Virtual Reality Being Used to Benefit Jobseekers as Part of Classroom Instruction
EDSI is thrilled to announce a new virtual reality tool now available to jobseekers participating in pre-employment workshops in three offices in the Philadelphia, PA area. The idea came about when a company executive saw a demonstration of the technology on a Vice News YouTube video, and that started the ball rolling. The video highlighted tasks that were designed to teach prison inmates life skills so that they could return to the community after serving 20+ year terms. Through virtual reality, it has been proven that sometimes it’s easier to learn how to do things like use a grocery self-checkout kiosk or operate a smartphone, for example.
Now, this same virtual reality technology is being used by EDSI to help jobseekers with interviewing skills and conflict de-escalation scenarios. This “high-tech realism,” also known as a Full Immersion Training System, was produced by NSENA and is comprised of a WiFi-connected laptop computer and two towers that link to a headset and joy sticks that the user can operate to realistically gain or improve life skills. An Instructor simultaneously controls the presentation with responses as the client explores the program.
Reactions have been very enthusiastic among our users (Non-custodial parents, WIOA and EARN participants) being offered the opportunity to use the virtual reality technology as part of EDSI’s workforce development programs. They love being able to leave the normalcy and predictability of the classroom and get outside their comfort zone with this unique technology. This hands-on experience is realistic, yet individualized, and each client has their own personal interaction. Here’s what one jobseeker, Dominic Cryor, had to say about the experience:
"The VR was very realistic, and even frightening when we did the walk the plank ice breaker. Even though my mind knew where I was, it seemed very detailed, if not like real life. We enjoyed ourselves and laughed a lot, but it was valuable. We learned even though it was fun. It’s a nice break from a regular classroom too."
While EDSI is at the forefront of using virtual reality in workforce development, it has already been increasing its influence in numerous industries. Many employers use it to simulate job interview scenarios and task modeling. As an early adopter in workforce development, we are exploring ways to expand the programs into more aspects of our Job Readiness curriculum. The future may see EDSI working closely with NSENA to develop more modules for our employer partners in order to help customize training and services in the areas of placement and retention.
EDSI’s Director of Innovation, Will Owen, explained that immersive technology really gives users targeted training and real-time, hands-on knowledge, preparation and experiences to simulate a variety of life situations.
"We’re thrilled to be able to offer immersive simulation experiences to our jobseekers as a way to enhance our existing training options. In workforce development, the perception is that sometimes we are slower to implement new technology, but we believe in meeting clients where they are and offering a variety of learning methods. We see this technology as a life enhancement tool to help them reach their goals and we’re committed to continuing to innovate at a pace that makes sense for our clients … our goal is not to overhaul, but to enhance."

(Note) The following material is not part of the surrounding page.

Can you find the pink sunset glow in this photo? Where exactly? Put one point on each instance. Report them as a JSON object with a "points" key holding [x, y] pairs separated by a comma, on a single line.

Since grant funding is used to purchase the VR equipment at retail cost, it’s a fiscally modest investment that has the potential to bring long-term, positive results. We’re lucky enough to work with great community partners who see the value in this and offer us discounted rates so that we can continue to develop programming that fits into our budgets and meets the needs of our clients.
Although it would seem to make good sense to offer this technology to each of our locations, not all of our offices have clients who are interested, and that’s okay. It continues to be important for us to take a close look at who has excitement around using this technology, while also studying the local population’s needs to determine who would most benefit from this type of instruction. So, for now, it will be offered on a limited basis, with continued exploration into which other offices/programs might benefit in the future.